Korean auto giant Hyundai Motor was widely expected to clinch supply deals with LG Chem, also a global leader in its sector.
But the latest Kia partnership with SK Innovation, the country’s third-largest battery maker that does not rank among the global top five, leaves many questions about why the group is leaving Samsung SDI out in the cold.
|Kia Motors CEO Lee Sam-ung (right) and SK Innovation CEO Koo Ja-young participate in an event to celebrate the release of Kia’s first electric vehicle, the Soul EV, in Seoul on Tuesday. (Yonhap)|
LG Chem ranked as the world’s top electric vehicle battery maker in 2013, while Samsung SDI came in fourth, according to B3, an international research institute.
Some analysts pointed out that, as a latecomer, Samsung lost its edge in the Korean auto parts sector.
“LG Chem was making efforts before SDI to foray into the electric vehicle battery market,” said an analyst declining to be named.
“There is no gap in terms of their technological advancement, though.”
LG Chem’s market power has allowed it to garner trust within the auto industry.
“LG Chem seems to have built trust among car manufacturers since electric cars equipped with LG Chem’s batteries hit the road since 2009, whereas Samsung’s batteries have just started to be mounted on the i3,” said an industry official.
“Building trust among partners and also customers in the car industry is important.”
SK Innovation also attributed the recent supply deal with Kia to a strong partnership based on trust.
“Even though it is hard to say SK’s technology is better than that of Samsung, the latest deal was achieved based on strong rapport between the two companies as we have collaborated since 2010 for the development of electric car models called BlueOn and Ray,” an SK Innovation official said.

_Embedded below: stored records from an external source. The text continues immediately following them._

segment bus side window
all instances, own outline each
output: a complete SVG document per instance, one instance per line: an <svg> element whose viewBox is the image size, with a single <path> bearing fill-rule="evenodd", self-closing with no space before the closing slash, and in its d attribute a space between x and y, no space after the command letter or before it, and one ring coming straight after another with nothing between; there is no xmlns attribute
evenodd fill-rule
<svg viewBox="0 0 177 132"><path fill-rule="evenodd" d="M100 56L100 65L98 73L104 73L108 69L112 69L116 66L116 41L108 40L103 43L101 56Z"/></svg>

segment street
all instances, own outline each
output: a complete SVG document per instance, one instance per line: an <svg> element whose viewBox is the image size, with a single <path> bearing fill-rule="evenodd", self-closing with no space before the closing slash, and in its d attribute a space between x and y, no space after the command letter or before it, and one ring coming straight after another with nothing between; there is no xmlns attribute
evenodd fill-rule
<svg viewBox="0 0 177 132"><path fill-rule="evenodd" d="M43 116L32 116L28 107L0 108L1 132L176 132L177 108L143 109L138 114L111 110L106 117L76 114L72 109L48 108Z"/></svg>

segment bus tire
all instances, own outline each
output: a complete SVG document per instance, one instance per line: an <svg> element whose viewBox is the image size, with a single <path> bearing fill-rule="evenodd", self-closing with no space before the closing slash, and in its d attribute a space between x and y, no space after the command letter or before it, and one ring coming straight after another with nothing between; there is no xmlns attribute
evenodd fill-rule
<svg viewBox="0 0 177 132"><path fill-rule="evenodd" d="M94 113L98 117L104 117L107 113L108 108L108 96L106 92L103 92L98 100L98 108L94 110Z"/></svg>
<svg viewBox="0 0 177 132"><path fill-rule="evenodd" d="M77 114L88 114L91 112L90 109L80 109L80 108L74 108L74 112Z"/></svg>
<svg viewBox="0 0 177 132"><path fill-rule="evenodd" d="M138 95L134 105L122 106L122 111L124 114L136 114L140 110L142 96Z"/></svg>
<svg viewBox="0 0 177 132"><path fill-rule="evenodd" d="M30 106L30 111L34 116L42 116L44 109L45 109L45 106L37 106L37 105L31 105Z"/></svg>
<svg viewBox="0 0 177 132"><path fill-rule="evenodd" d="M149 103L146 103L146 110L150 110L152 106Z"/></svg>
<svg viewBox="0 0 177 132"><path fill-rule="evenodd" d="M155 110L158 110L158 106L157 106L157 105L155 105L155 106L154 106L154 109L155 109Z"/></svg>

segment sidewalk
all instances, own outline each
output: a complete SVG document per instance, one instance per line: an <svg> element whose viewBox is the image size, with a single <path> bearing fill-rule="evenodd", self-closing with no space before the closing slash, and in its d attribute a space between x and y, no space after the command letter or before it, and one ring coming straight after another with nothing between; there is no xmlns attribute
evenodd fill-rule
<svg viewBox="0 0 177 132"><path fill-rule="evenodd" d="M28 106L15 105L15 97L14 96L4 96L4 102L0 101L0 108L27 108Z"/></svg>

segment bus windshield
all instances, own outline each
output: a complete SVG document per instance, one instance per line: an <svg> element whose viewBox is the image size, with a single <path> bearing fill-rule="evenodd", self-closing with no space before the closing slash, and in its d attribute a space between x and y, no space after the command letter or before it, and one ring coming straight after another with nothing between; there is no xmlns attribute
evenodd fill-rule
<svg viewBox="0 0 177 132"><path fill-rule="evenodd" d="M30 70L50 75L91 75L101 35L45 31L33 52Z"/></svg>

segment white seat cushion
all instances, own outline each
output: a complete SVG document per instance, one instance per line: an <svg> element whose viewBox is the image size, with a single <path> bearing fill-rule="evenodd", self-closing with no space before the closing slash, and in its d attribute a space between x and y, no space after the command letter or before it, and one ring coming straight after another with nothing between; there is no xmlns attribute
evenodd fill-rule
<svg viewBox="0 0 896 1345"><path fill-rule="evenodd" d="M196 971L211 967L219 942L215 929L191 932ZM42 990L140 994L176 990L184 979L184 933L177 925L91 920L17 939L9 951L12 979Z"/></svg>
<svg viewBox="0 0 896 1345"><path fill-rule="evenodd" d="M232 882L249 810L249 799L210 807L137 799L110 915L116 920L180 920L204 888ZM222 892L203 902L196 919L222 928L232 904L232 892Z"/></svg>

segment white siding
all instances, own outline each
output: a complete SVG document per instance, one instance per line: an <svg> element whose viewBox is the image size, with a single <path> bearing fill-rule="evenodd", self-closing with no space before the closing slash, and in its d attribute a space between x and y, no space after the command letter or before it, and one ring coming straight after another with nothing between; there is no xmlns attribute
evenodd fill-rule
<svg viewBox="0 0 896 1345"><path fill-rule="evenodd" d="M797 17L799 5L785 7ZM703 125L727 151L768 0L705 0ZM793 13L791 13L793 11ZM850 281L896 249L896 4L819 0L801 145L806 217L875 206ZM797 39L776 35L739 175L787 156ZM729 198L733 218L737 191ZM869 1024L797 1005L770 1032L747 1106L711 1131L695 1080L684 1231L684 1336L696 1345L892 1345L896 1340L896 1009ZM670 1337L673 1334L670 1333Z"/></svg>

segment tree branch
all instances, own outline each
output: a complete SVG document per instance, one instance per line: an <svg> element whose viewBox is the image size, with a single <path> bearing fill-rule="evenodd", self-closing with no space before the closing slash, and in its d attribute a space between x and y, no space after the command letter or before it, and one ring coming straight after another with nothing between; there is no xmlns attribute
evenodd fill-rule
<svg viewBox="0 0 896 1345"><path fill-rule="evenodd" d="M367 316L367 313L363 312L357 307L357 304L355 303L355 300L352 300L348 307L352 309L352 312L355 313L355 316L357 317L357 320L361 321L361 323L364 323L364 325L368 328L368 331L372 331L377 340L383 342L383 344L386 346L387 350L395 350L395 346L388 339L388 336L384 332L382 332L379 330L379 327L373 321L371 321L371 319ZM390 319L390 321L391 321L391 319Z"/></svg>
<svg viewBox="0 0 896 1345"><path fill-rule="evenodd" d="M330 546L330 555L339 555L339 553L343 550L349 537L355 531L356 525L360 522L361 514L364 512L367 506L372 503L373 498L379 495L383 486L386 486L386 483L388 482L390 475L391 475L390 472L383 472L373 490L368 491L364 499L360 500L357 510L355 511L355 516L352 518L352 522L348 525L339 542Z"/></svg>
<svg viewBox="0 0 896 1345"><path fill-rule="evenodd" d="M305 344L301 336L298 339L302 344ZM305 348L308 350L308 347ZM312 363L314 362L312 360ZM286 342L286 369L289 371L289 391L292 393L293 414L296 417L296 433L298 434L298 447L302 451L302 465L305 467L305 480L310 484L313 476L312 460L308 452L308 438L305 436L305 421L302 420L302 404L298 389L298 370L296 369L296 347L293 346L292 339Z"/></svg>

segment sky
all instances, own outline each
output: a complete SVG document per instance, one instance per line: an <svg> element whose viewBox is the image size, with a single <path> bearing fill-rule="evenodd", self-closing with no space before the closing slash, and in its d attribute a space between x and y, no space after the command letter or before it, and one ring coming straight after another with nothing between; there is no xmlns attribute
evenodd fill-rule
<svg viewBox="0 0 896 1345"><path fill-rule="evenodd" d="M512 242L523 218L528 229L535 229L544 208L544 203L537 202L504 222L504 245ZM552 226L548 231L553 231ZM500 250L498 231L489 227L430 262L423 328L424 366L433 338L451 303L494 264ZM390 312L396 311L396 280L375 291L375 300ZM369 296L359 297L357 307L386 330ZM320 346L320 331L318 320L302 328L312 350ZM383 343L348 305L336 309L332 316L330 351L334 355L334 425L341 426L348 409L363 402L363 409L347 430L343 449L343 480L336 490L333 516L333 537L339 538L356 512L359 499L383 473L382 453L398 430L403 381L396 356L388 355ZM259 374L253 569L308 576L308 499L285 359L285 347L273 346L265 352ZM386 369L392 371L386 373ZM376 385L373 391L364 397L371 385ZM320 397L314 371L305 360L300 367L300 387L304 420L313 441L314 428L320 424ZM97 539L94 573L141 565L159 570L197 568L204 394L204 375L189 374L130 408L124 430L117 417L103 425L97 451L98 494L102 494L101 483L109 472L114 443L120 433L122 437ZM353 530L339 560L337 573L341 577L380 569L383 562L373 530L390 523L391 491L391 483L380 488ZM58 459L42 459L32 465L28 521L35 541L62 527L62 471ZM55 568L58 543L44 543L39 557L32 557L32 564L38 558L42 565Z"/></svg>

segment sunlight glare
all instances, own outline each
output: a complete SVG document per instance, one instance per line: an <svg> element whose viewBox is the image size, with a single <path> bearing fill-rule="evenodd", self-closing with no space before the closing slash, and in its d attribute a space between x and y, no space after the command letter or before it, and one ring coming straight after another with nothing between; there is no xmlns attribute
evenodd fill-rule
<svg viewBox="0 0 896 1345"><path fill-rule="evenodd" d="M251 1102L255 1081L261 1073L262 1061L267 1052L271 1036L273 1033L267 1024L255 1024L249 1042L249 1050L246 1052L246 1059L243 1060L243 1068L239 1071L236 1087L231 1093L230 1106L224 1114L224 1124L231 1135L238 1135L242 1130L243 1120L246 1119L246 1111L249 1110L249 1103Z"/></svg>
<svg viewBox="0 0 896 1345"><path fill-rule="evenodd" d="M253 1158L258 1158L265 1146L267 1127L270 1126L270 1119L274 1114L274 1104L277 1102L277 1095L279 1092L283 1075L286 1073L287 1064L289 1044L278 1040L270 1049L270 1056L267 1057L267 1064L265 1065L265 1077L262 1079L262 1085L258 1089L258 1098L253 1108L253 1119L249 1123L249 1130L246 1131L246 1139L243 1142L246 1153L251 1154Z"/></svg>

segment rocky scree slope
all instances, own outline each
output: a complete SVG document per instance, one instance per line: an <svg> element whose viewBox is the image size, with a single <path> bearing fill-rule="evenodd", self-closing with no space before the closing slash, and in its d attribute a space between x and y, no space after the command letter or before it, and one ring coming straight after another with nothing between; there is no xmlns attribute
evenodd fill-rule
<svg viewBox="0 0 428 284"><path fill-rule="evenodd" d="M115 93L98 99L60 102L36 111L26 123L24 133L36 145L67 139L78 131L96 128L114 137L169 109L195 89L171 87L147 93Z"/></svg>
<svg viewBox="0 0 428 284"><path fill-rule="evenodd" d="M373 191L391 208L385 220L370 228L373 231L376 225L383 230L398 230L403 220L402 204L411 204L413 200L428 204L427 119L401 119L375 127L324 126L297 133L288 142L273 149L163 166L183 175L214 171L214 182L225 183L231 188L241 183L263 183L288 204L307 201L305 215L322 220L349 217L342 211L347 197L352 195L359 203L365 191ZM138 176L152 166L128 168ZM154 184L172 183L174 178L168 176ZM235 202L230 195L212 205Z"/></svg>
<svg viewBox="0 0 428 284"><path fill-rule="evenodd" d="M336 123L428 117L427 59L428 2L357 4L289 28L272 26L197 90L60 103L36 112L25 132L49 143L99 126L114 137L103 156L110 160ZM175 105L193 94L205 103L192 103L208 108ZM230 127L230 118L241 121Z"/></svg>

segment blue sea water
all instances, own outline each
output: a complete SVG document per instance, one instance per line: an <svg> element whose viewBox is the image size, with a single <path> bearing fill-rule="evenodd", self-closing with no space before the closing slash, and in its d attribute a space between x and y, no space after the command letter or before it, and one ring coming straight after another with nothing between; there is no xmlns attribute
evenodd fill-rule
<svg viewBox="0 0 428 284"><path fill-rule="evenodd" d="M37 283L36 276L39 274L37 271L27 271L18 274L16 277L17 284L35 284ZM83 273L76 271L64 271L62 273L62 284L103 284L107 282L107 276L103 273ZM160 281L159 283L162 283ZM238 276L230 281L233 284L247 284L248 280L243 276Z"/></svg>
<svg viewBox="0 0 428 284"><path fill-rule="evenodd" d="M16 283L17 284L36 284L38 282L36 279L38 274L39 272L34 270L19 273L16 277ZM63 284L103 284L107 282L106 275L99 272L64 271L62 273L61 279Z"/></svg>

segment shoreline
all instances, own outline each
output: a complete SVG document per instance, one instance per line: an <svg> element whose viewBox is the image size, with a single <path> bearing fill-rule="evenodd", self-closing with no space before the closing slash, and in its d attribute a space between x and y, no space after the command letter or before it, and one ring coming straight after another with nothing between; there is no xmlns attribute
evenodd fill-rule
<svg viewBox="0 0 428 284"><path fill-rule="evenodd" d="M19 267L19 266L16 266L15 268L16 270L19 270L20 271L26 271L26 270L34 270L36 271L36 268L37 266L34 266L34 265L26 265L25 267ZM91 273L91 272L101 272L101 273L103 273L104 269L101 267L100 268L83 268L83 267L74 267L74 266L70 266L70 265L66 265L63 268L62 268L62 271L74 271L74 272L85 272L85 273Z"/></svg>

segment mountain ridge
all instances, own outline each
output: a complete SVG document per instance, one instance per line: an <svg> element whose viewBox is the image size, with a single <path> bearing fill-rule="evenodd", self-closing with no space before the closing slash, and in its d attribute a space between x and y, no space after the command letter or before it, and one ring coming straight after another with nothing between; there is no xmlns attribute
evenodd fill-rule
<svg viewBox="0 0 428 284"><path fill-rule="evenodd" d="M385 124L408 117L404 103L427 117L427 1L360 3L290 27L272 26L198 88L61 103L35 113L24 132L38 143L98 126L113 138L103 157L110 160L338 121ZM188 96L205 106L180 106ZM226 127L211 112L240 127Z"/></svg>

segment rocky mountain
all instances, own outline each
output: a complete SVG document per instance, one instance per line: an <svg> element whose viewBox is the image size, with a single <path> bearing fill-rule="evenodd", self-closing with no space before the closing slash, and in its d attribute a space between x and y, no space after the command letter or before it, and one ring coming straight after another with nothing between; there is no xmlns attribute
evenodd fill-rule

Samsung, meanwhile, is constantly attempting to beef up its car component business by seeking opportunities overseas.
Samsung Electronics has worked together with BMW to develop a car management application that links a smart watch to the car company’s i3.
Samsung SDI is also supplying its batteries to electric cars including BMW’s compact car and is reportedly trying to have its batteries installed in Tesla’s electric cars.